Danach kam noch, auch alles sehr unspezifisch, die Stärke der westlichen Demokratien, die Solidarität mit der Ukraine, der Kampf gegen die Drogen und den Krebs, der Kampf gegen Veteranensuizide und Gesundheitsschäden durch die Verbrennung von Müll bei Militäreinsätzen, der angebliche Putschversuch am Dreikönigstag 2021 im Zeichen der „Großen Lüge“ Donald Trumps.
Geschlossen hat Biden dann mit der Feststellung, dass die Lage der Nation stark sei, er nie optimistischer gewesen sei, die Amerikaner sich nur daran erinnern müssten, wer sie seien, und dass „nichts, nichts“ unmöglich sei, wenn die Amerikaner es zusammen tun, gefolgt von der Anrufung von Gottes Segen für alle Zuhörer und die Truppe.

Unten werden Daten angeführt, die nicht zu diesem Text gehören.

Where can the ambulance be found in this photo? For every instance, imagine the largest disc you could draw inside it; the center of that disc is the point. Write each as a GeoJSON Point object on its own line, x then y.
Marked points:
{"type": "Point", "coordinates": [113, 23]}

Im Bogenschlag zwischen protektionistischen Ideen zur Wiederherstellung des Stolzes der Facharbeiter, die auch Trump hätte vortragen können, massiven und prinzipienlosen Staatsausgaben für alles, ohne jemandem mit Steuern wehzutun, und etwas pflichtschuldiger Anbiederung an die radikale Linke seiner Partei blieb Biden eine klare politische Position, gar eine Vision, ebenso schuldig wie eine Ankündigung, die man nicht vorher schon öfter gehört hätte. Bei seiner letzten Wahl konnte er diese Unklarheiten, auch den Graben zwischen seinen eher moderaten oder gar konservativen gesellschaftlichen Vorstellungen und den linken Kräften seiner eigenen Partei, mit nur einer einfachen Qualität übertünchen: Joe Biden ist nicht Donald Trump. Das könnte bei der nächsten Wahl reichen, wenn Trump sich die Nominierung der Republikaner sichern oder als Drittkandidat die Stimmen der Republikaner spalten würde. Ansonsten könnte es eng werden, insbesondere wenn sich die Wirtschaft bis dahin nicht gut entwickeln und die Inflation in eine Rezession übergehen sollte.
Oliver M. Haynold wuchs im Schwarzwald auf und lebt in Evanston, Illinois. Er studierte Geschichte und Chemie an der University of Pennsylvania und wurde an der Northwestern University mit einer Dissertation über die Verfassungstradition Württembergs promoviert. Er arbeitet seither als Unternehmensberater, in der Finanzbranche und als freier Erfinder.